Even when energy issues were mentioned, they were framed critically. Catarina Vieira (Greens/EFA, Portugal) warned that EU values were being sacrificed because of energy interests. Anna Bonfrisco (Identity and Democracy, Italy), on the other hand, criticized the energy partnerships, pointing out that they lacked conditions to protect the Armenian communities in the region. Even MEPs like Peter van Dalen (EPP, The Netherlands) described the EU’s energy agreements with Azerbaijan as a “geopolitical mistake”. It can be concluded that human rights continue to override the necessity of energy deals.
Specific cases
In the border chorus of condemnation over the relations between Azerbaijan, a few MEPs stand out. As the EP´s standing rapporteur for Azerbaijan, Zeljana Zovko (EPP, Croatia) occupies a sensitive spot.
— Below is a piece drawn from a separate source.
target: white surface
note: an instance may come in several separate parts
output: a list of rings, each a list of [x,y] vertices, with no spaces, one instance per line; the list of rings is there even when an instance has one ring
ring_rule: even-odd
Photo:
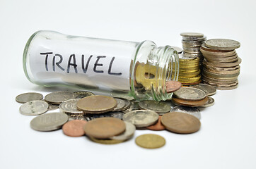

In the 2023 report on EU-Azerbaijan relations, she acknowledged that “while it is in the EU´s interest to build on the strategic cooperation and economic integration with Azerbaijan, it should also continue to promote democratic standards in the country”. She has a nuanced position that reflects the tension that the EU is going through.
Other MEPs made particularly forceful statements that highlight edge cases or unusually strong rhetoric. Nathalie Loiseau (Renew, France) compared the trials of Armenian hostages in Azerbaijan with the mock trials during the rule of Stalin, and urged the EU not to remain silent. Another notable feature of the debates was the frequent mention of third countries, especially Türkiye and Russia, as key culprits of the conflict. Greek MEP (non-aligned) Ioannis Lagos criticized the EP’s tolerance of the “unacceptable stance of Türkiye in the Nagorno-Karabakh conflict.” Dutch MEP (EPP) Peter van Dalen and Portuguese MEP (EPP) Paul Rangel repeatedly called for EU sanctions against Türkiye, warning that President Erdoğan harbors “neo-Ottoman ambitions.” Polish MEP (ECR) Ryszard Czarnecki highlighted Russia as the real beneficiary of the conflict: “it is not the Armenians, not the Azeris, but Russia.” Slovakian MEP (EPP) Vladimir Bilčík observed that “the conflict had its true origin in Soviet times and in Moscow,” while Italian MEP (S&D) Alessandra Moretti argued that “Russia has exerted its influence over years and has failed to maintain stability.”
These statements illustrate that the debate around the EU-Azerbaijan relationship has become a projection screen for far bigger anxieties within the European Parliament. The result is a chorus that’s anything but harmonious. But, entirely reflective of an EU that still needs to figure out how to balance values and interests with its own internal disagreements.
Conclusion
In the end, it can be said that how MEPs talk about Azerbaijan reveals far more than simple foreign-policy disagreements. The EP’s debates lay bare a Union torn between its proclaimed mission as a defender of human rights and its dependence on an authoritarian energy supplier. The reality is that a global actor has found itself between democratic values and realpolitik. In the case of Azerbaijan, the members of the EP may speak with passion, and even conviction, but their voices reflect a broader truth about Europe’s identity crisis. The EU can condemn, negotiate or sanction, but as long as its moral compass and interest point to different directions, its foreign policy agenda will remain exactly what the debates show it to be: complicated.